Update: I've found that my program remains responsive if I set the ThreadPoolExecutor's
core pool size to be the same as the max pool size (29 threads). However, if I set the core pool size to 11 and the max pool size to 29 then the actor system only ever creates 11 threads. How can I configure the ActorSystem
/ ThreadPoolExecutor
to continue to create threads to exceed the core thread count and stay within the max thread count? I would prefer not to set the core thread count to the max thread count, as I only need the extra threads for a job cancellation (which should be a rare event).

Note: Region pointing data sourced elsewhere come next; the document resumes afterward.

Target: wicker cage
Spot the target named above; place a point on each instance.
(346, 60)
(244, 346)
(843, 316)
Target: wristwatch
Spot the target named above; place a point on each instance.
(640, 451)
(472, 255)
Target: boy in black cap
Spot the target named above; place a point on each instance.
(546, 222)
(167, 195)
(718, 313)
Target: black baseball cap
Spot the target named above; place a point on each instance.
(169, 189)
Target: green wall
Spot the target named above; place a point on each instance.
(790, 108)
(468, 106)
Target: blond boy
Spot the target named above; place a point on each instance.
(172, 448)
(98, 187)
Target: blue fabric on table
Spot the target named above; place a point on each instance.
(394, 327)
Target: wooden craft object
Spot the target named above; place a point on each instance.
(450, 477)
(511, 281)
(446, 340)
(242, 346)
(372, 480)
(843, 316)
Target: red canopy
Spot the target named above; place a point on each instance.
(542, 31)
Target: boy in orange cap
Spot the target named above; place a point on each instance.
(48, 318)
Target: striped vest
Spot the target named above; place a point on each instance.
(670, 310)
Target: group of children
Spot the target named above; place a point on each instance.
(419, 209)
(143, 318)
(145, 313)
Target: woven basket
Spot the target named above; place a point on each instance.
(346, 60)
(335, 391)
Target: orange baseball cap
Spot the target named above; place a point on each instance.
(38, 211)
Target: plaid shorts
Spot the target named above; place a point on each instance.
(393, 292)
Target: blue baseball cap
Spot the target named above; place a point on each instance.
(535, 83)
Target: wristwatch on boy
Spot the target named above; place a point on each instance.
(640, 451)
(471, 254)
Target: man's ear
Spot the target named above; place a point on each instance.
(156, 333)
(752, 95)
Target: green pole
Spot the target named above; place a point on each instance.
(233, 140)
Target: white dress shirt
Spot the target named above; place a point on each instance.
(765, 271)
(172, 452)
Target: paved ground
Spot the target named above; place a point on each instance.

I have a batch program running against an Oracle database, implemented using Java/Akka typed actors with the following actors:
BatchManager
is in charge of talking to the REST controller. It manages aQueue
of uninitialized batch jobs; when an uninitialized batch job is polled from the queue then it is turned into aJobManager
actor and executed.JobManager
maintains a queue of stored procedures and a pool ofWorkers
; it initializes eachWorker
with a stored procedure, and when aWorker
finishes it sends the procedure's result to theJobManager
, and theJobManager
sends another stored procedure to theWorker
. The batch terminates when the job queue is empty and allWorkers
are idle, at which point theJobManager
reports its results to theBatchManager
, shuts down its workers (viaTypedActor.context().stop()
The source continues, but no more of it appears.